Quacking Queries in the Azure Cloud with DuckDB

Published in

datamindedbe

7 min readJan 10, 2024

I have been using DuckDB for over a year but most of my work has been focused on using it on AWS, which is why in this post I want to explicitly dive into the integration with Azure. If you want to understand why and when you should use DuckDB, I would recommend my previous blog post.

In this post, I will show how to use 2 different Azure extensions when using Python and dbt. Afterward, I will compare the performance of both extensions when reading from Azure blob storage.

In my job as a data engineer, I typically write data pipelines that transform data residing in a data lake. Integration with blob storage is therefore one of the most important aspects when evaluating a data processing tool like DuckDB. There are 2 ways to interact with Azure blob storage using DuckDB, namely: using the fsspec interface or the native duckdb-azure extension.

Duck data input

In order to compare the different extensions, I ran several queries on the TPC-DS data. This is the same dataset as I have used in previous blogposts, which measured the performance of DuckDB/Spark/… In this case, I generated 100Gb (using scale factor 100) of TPC-DS input data and stored it on Azure blob storage.
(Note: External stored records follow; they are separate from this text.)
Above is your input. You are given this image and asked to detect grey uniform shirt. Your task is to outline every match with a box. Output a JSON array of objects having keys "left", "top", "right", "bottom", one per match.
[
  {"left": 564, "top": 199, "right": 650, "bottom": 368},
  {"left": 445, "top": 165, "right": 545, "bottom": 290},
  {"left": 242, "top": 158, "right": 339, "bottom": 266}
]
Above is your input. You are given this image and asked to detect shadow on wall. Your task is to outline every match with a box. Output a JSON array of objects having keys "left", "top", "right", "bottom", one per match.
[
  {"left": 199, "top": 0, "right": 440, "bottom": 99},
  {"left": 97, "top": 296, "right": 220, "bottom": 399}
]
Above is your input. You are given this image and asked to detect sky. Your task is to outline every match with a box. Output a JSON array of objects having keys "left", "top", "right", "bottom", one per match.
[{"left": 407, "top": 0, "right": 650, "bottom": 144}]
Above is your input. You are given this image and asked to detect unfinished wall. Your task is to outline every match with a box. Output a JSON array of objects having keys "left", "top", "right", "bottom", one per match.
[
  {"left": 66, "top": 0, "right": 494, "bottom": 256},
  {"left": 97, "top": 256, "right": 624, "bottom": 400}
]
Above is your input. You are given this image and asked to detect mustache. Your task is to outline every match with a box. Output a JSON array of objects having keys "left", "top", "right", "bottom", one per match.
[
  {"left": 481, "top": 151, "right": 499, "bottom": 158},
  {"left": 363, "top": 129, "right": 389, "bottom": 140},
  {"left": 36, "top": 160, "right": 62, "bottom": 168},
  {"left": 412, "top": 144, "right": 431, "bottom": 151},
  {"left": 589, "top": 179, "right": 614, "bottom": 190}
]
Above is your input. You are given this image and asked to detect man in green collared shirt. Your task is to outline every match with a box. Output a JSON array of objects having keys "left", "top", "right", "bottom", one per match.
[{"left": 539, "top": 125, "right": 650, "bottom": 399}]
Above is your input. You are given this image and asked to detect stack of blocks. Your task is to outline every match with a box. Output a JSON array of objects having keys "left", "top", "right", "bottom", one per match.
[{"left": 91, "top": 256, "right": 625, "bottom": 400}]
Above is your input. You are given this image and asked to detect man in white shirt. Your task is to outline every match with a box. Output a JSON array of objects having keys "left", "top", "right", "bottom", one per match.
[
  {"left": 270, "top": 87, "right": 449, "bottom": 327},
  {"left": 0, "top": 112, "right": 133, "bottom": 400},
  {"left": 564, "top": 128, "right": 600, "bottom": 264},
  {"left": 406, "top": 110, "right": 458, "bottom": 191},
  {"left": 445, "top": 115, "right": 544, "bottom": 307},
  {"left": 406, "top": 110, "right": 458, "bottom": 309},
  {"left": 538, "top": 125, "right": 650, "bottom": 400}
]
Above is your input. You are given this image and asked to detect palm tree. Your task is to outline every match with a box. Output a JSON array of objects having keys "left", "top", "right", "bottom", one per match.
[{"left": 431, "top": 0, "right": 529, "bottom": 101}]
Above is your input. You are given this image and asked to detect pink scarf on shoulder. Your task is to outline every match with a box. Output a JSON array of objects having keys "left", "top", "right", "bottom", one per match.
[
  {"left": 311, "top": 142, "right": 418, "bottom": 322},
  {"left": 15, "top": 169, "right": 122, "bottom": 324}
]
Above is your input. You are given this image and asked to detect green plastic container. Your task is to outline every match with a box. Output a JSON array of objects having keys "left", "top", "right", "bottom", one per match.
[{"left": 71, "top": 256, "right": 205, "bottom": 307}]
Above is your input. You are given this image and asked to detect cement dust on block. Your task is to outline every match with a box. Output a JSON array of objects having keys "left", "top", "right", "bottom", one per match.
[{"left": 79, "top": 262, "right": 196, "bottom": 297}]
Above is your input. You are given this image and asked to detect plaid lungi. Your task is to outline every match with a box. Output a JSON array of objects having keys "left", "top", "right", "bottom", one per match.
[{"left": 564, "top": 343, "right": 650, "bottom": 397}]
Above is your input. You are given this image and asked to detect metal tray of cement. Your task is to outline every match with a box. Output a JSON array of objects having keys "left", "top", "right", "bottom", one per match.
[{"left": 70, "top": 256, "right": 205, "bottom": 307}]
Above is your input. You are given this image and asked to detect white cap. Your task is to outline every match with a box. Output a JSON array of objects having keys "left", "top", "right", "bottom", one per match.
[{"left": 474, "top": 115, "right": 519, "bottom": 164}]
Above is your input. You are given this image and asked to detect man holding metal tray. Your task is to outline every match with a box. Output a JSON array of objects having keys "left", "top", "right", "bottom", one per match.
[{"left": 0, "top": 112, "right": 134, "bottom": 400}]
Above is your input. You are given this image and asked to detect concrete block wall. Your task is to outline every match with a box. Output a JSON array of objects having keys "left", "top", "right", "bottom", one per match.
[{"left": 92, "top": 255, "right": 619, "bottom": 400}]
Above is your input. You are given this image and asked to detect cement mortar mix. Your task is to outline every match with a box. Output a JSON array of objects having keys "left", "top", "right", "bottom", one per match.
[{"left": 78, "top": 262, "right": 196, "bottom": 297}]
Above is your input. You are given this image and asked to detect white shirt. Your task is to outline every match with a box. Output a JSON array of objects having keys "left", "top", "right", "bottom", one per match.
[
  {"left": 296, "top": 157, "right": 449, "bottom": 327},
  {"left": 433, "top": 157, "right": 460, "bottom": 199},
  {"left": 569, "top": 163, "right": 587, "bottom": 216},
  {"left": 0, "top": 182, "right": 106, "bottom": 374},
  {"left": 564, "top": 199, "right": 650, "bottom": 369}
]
You can take a look at the steps described in my benchmark repository if you are interested in generating the data yourself.

Fsspec unplucked

The Fsspec is an open-source specification on how to interact with a filesystem using Python. It integrates out-of-the-box with a wide variety of systems, but there are also many external providers that implement the specification. For example, the 3 major cloud providers implement the specification, called: gcs, adls and s3fs. A full list of external implementations can be found here.

Since DuckDB 0.7.0, you can thus integrate with any filesystem that has an implementation of the spec. The implementation for Azure blob storage is called adls and it supports both Azure blob storage generation 1 & 2. Because the fsspec is implemented in Python, it can only be used when using the python client of DuckDB. This is not a big issue when writing data pipelines, as these are primarily written in Python anyway.

Using the python client

First, you need to install the fsspec, adls and DuckDB dependencies using pip or another package installer. Now, you are ready to start querying the inventory data in the TPC-DS dataset:

import duckdb
from adlfs.spec import AzureBlobFileSystem

connection = duckdb.connect()
connection.register_filesystem(AzureBlobFileSystem(account_name='<storage_account>', connection_string='<storage_account_key>'))
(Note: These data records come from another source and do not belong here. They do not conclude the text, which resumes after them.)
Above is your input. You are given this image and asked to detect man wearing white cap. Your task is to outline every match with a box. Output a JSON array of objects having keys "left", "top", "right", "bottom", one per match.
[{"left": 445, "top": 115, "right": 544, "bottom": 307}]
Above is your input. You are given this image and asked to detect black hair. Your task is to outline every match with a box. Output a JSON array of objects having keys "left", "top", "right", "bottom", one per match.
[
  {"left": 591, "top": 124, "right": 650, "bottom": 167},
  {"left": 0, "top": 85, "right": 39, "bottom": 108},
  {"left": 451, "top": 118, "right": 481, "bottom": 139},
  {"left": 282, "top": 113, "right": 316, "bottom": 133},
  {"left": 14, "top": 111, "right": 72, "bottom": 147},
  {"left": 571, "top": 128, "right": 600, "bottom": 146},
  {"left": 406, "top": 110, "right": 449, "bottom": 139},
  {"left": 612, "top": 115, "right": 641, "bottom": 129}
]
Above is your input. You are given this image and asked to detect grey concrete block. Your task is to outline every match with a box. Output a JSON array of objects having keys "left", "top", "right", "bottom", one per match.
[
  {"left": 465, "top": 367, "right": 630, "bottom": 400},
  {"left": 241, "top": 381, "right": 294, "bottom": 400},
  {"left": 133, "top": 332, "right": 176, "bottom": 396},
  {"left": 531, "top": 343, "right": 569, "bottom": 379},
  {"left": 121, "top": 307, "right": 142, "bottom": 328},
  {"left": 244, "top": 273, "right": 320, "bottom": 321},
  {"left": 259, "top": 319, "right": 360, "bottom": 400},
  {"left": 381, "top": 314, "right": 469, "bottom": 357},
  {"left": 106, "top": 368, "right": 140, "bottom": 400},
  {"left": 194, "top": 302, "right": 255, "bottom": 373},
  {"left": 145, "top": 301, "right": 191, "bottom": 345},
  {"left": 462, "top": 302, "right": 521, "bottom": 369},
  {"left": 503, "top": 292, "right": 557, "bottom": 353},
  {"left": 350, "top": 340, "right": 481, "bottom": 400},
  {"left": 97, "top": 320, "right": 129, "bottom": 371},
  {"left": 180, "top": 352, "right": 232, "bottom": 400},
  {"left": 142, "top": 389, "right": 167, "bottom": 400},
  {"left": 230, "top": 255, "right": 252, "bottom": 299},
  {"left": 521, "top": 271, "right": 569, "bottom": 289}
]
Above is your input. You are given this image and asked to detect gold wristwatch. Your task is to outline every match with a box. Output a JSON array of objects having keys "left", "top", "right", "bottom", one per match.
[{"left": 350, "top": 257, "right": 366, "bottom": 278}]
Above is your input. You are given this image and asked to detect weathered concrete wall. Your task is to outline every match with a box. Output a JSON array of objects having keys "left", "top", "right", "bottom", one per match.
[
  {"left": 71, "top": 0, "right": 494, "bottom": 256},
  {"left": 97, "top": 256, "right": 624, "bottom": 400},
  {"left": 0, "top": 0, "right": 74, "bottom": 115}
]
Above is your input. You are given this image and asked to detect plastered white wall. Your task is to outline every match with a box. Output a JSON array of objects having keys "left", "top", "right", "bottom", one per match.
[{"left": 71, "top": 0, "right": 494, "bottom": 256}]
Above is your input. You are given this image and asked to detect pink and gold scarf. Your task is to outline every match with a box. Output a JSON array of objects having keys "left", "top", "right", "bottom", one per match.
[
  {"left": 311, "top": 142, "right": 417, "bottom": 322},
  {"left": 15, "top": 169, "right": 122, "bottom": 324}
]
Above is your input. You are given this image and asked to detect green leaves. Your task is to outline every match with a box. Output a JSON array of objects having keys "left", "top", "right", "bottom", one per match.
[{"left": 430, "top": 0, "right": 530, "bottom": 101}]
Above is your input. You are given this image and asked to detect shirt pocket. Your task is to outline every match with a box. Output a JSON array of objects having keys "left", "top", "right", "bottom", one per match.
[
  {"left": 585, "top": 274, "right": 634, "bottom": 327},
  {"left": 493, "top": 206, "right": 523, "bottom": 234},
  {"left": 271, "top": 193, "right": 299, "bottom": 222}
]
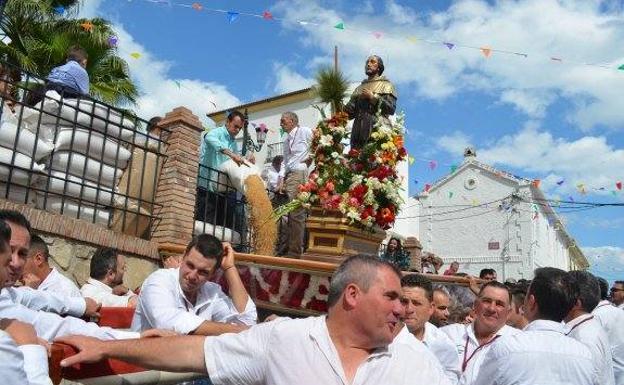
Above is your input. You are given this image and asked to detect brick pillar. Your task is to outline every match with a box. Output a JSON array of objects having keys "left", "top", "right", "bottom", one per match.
[
  {"left": 152, "top": 107, "right": 203, "bottom": 246},
  {"left": 403, "top": 237, "right": 422, "bottom": 271}
]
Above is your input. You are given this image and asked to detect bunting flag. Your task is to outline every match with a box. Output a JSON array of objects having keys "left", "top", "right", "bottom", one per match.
[
  {"left": 80, "top": 21, "right": 93, "bottom": 32},
  {"left": 228, "top": 11, "right": 240, "bottom": 23},
  {"left": 108, "top": 35, "right": 119, "bottom": 47},
  {"left": 127, "top": 0, "right": 624, "bottom": 71}
]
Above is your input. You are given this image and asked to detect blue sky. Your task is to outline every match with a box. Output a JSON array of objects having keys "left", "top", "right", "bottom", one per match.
[{"left": 81, "top": 0, "right": 624, "bottom": 280}]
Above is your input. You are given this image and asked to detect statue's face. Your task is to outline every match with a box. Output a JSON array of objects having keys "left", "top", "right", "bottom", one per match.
[{"left": 364, "top": 56, "right": 379, "bottom": 76}]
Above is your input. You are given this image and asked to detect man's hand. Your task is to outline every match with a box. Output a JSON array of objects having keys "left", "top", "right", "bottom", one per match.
[
  {"left": 83, "top": 297, "right": 102, "bottom": 318},
  {"left": 0, "top": 318, "right": 39, "bottom": 346},
  {"left": 54, "top": 336, "right": 106, "bottom": 368},
  {"left": 141, "top": 329, "right": 178, "bottom": 338},
  {"left": 221, "top": 242, "right": 234, "bottom": 271},
  {"left": 113, "top": 285, "right": 130, "bottom": 295},
  {"left": 22, "top": 273, "right": 41, "bottom": 289}
]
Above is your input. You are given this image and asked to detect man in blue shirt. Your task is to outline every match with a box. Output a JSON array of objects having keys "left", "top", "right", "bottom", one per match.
[{"left": 46, "top": 46, "right": 89, "bottom": 98}]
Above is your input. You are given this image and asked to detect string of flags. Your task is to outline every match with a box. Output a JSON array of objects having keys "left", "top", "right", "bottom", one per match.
[{"left": 109, "top": 0, "right": 624, "bottom": 71}]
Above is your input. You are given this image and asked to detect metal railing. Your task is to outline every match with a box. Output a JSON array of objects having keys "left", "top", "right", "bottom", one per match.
[
  {"left": 193, "top": 164, "right": 251, "bottom": 252},
  {"left": 0, "top": 61, "right": 168, "bottom": 238}
]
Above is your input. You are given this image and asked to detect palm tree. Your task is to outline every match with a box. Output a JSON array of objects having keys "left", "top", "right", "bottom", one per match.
[
  {"left": 315, "top": 67, "right": 349, "bottom": 114},
  {"left": 0, "top": 0, "right": 138, "bottom": 105}
]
print("count the number of records in the inventory")
query = connection.sql('''
  SELECT * FROM read_parquet('abfs://inventory/*.parquet')
''')
print(query.fetchall())

To read data from Azure blob storage generation 2, you need to use the abfs:// or az:// prefix whereas if you are still using generation 1, you have to prefix your blob with the adls:// prefix. In this example, I use a storage account key to authenticate, which I do not recommend for production pipelines but is fine for the purpose of this blogpost. The fsspec library supports all Azure authentication mechanisms as it uses the Azure python sdk under the hood, for more details look here.

Using dbt-duckdb

I am a big fan of using Ducdkb with dbt as it allows you to write plain SQL instead of writing python. Using the Fsspec interface in this setup is very similar as described in the previous section. Let’s start by installing the necessary libraries: fsspec, adls and dbt-duckdb, which is the DuckDB adapter for dbt. After installing the python packages, you need to create a profile in your profiles.yml file:

default:
  outputs:
    fsspec:
      type: duckdb
      path: /tmp/dbt.duckdb
      schema: dbt
      extensions:
        - parquet
      filesystems:
        - fs: abfs
          anon: false
          account_name: "<storage-account-name>"
          account_key: "{{ env_var('DBT_ENV_SECRET_STORAGE_ACCOUNT_KEY') }}"

For more information on the supported properties, take a look a the dbt-DuckDB docs. When you prefix an environment variable with DBT_ENV_SECRET_ dbt makessure the secret is not shown in the logs nor in any error messages, more details can be found here.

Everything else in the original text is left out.